I stand near his door. From the black, his voice: “How was it?” or “Home now?” or “Heading to bed?”
I walk to his bedside, put his hand into mine. I feel the warmth of his fleshy fingers, see he’s lifted one leg out from beneath the sheets. “Tickle,” he says. When I do, he sighs.
“Ah,” he says. “That’s it.”
He never lets us sleep in on weekends. Something about the wasted time insults his constitution.
I don’t have a single memory of seeing him yawn.
There is no discomfort in his never sleeping. Never an annoyance. No sense of what he’s missing. (Though it might explain the quantity of tea.) No complaints. It’s just how it is.
At 20, a month before moving to England, I break my leg jumping off the back of a dorm couch. I call home. In the dead of night, my mother answers. Put dad on.
“Come home,” he says. By the time I arrive, hours later, groggy from the morphine, the fear, the 5am flight, he’s already booked a consultation, found a surgeon, and set a time. My mother, just waking, doesn’t know why I’m there.
I wonder: what dreams are offered when sleep is short?
I never asked; I’ll never know.
He wasn’t one to tell us stories, nor did he offer insight into what he saw at night.
As for the depth of my own sleep—so unlike his—I’m aware that such disconnection is a gift. One he did not often receive. When we didn’t interrupt him with our voices, our hands, our needs, I wonder if he just lay there. Quietly. Waiting for light.
Today, I wake and pull my legs from beneath the comforter, let them fall onto the carpet, press my flat feet against the ground. I yawn. I rub my eyes. I stare at the wall and tell myself it’s time to get up.
I understand now, as much as I ever will, that transition is the hardest part. That it’s the in-between places. The moment before the light.
In his last months, he spends entire days sleeping. It’s as if he’s being given back what he never had before; makeup rest; replacement hours; abundant sleep as recompense for a lifetime of restlessness and lack.

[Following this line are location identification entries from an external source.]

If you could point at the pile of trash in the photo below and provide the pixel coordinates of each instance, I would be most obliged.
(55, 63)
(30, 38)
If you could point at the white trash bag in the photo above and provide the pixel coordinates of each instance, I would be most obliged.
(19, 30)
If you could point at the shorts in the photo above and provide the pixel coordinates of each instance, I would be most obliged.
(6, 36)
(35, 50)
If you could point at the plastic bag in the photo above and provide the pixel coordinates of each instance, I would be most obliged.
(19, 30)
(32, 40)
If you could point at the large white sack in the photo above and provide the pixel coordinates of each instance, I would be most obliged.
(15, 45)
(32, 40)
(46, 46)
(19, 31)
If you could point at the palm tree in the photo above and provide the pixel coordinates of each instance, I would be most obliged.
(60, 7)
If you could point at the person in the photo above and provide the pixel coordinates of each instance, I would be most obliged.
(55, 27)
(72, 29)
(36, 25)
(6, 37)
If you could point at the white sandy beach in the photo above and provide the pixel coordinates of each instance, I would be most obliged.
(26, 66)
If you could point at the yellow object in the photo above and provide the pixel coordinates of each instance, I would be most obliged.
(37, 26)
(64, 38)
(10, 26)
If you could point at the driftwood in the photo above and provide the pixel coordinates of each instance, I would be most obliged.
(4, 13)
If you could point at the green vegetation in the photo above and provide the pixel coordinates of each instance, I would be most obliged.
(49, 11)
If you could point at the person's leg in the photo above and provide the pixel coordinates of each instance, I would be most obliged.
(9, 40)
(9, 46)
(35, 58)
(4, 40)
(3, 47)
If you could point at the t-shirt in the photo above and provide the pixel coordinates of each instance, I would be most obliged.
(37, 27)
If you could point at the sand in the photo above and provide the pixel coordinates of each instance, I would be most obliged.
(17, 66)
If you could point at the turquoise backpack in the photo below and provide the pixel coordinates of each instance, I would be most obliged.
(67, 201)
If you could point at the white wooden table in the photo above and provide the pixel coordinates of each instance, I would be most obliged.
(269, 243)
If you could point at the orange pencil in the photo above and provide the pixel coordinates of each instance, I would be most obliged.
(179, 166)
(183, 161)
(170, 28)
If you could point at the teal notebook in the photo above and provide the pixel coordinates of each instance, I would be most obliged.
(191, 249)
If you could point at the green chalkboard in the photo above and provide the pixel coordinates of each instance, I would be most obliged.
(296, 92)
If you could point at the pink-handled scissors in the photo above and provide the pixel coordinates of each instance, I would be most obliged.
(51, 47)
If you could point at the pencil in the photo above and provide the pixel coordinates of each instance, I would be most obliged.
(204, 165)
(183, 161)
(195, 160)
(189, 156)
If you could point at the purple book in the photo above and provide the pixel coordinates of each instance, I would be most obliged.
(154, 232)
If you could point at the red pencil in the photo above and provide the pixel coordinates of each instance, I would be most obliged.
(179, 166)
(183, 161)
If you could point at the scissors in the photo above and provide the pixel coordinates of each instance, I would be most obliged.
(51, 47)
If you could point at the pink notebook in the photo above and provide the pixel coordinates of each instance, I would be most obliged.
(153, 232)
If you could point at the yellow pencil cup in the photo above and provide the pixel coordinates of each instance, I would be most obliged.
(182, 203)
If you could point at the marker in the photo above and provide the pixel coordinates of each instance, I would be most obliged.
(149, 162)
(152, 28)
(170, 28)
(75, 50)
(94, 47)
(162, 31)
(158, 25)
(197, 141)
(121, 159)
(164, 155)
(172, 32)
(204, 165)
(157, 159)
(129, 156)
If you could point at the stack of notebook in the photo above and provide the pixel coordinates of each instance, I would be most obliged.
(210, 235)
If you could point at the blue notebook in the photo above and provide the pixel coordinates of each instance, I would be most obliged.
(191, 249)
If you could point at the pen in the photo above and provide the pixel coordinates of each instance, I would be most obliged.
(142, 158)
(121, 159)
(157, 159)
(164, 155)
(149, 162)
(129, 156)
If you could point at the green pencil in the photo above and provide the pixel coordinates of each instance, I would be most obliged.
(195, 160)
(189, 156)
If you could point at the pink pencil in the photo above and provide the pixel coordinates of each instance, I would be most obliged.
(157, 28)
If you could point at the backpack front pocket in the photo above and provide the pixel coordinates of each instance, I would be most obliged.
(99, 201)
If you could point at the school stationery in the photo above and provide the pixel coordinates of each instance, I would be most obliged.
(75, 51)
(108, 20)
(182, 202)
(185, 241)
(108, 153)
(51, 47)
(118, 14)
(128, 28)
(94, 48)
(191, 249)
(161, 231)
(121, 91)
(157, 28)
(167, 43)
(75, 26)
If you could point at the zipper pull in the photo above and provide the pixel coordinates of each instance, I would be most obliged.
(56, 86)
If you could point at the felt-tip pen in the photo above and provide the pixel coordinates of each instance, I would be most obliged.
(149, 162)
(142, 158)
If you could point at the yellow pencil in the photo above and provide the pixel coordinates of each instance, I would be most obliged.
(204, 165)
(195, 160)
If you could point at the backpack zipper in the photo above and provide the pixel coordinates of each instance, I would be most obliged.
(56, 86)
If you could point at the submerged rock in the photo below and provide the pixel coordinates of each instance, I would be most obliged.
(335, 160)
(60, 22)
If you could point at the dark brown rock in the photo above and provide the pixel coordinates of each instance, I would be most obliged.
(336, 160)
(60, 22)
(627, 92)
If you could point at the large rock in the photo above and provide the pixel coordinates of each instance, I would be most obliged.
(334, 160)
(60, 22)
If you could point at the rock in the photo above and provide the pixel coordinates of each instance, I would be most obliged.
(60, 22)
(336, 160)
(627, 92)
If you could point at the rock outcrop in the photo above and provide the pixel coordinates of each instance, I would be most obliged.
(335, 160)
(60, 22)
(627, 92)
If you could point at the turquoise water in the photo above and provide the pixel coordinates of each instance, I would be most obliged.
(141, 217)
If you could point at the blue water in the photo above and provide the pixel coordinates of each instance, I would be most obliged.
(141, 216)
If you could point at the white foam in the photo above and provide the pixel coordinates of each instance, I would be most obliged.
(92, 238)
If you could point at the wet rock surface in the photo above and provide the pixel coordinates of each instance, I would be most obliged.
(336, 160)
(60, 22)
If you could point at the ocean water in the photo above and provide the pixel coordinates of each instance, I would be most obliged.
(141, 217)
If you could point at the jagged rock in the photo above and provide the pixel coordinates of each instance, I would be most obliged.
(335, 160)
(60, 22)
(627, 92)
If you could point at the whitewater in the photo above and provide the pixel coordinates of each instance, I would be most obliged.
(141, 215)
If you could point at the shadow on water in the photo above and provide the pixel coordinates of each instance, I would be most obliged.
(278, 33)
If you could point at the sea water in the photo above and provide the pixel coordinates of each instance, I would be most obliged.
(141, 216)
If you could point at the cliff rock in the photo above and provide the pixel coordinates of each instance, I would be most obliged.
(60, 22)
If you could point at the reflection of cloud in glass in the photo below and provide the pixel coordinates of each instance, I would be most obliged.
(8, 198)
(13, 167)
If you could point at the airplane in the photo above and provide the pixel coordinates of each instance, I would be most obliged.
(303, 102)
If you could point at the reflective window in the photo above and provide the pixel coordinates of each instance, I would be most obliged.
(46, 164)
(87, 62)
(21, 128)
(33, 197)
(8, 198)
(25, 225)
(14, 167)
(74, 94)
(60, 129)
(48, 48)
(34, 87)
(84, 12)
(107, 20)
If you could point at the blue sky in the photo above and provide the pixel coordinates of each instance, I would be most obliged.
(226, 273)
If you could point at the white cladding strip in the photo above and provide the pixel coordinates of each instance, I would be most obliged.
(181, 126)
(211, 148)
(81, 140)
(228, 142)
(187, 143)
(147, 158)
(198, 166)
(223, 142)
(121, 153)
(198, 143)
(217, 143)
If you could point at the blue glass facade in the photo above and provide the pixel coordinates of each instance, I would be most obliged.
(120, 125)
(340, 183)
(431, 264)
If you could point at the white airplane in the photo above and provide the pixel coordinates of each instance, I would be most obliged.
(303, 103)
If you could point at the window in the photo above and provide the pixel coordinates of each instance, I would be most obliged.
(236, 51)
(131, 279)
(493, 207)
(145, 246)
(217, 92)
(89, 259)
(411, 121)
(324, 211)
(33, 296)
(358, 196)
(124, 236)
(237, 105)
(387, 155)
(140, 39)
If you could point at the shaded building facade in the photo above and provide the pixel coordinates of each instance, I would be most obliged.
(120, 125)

We’ve pulled the electric hospital bed next to his and my mother’s queen on the top floor of the new addition. I lay next to him, across the barrier between one bed and the other. I watch his chest fill and deflate. His useless eyelid hangs slightly open, the eye behind it the color of a split grape. His working eye is closed; it doesn’t even flutter.
I touch his forehead. It’s still warm, still clammy. He doesn’t wake.
Under the quilt my mother has lain over him, he’s lifted his leg out to find the fresh air. It’s thinner now, almost gawky, but in its movement, its shape, its still undeniably his.
I find his hand. I thread my fingers through his.
As he sleeps, I watch the sunlight fall behind the trees. The porch doors are glass, and through them I see soybean fields, a horse coral, a quiet country road.
Night comes slowly but without hesitation. Night comes, and then it is dark.